How have they taken the arrival of big fashion brands in Uruguay? Whenever they arrive they are frightening; something similar happened when the Argentine brands came, but in the end nothing happened, almost all of them have already withdrawn. Now, although there was concern at the beginning, it did not affect either, because our public is different, it is not the one of "use and throw away", something to which we do not stick but rather we aim at the most lasting fashion. That's another audience. And it is not an issue of age, because the age range of our clients is very varied, it is a woman who wants to dress well, be comfortable, fashionable and versatile, regardless of age. In addition, we are committed to quality and the shopping experience in our stores, which are like a home where clients are advised and feel at home. It is where you can compete with the big brands. We also make almost exclusive garments. In fact, some clients ask us to repeat from other seasons and we say no. There are few exceptions: we make them in other fabrics, other colors, but the rule is no. We don't even make more of successful garments. Likewise, competition is healthy, it motivates you to improve yourself, it's good that we all do well.

Jackie Devoto, CEO of Limit
"We measure how much we sell so as not to 'overstock'"

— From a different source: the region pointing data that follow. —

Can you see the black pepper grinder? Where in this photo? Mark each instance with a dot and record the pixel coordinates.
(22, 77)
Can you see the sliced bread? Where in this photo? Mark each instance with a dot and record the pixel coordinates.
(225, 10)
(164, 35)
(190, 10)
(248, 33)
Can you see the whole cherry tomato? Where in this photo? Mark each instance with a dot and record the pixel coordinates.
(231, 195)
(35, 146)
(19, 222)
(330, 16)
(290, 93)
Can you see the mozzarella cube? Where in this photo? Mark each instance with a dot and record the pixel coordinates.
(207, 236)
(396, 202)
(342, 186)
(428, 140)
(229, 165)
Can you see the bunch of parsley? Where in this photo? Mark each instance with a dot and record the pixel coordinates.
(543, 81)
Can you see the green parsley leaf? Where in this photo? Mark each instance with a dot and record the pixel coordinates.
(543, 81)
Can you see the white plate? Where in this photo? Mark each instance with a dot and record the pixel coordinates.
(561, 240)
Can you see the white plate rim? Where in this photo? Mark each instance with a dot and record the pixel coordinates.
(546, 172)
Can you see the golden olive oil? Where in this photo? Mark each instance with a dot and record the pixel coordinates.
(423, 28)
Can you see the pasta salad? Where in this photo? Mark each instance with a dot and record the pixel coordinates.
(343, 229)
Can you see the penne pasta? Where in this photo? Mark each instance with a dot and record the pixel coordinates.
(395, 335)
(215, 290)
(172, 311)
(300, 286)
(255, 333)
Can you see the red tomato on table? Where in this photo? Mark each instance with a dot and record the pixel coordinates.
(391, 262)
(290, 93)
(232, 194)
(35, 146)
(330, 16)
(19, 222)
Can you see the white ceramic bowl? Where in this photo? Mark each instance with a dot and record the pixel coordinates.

The fashion industry is listed as one of the industries that has the greatest impact on the environment. How do you approach this issue? Our sale is not fast fashion, we take great care of the quality, the design, the quantity of garments that we make. Our garments last several years in the closets of the clients, they are used longer and are not thrown away and discarded from one year to the next. It happens to me to go down the street and see clothes that are up to six years old and are perfect. That is why we design a versatile fashion, which allows to be fashionable but timeless to be used more than one season. We take into account previous collections so that the new ones can be combined. We say that when someone buys a garment, they should be able to combine it with at least three others they have. There is nothing worse than buying something that is not combinable, it is the worst money spent on fashion. In addition, we have measured how much we sell so as not to 'overstock'. That's why we don't have an outlet, because generally we don't have too many clothes. They are mini-collections and we renew part of the stores every 15 days.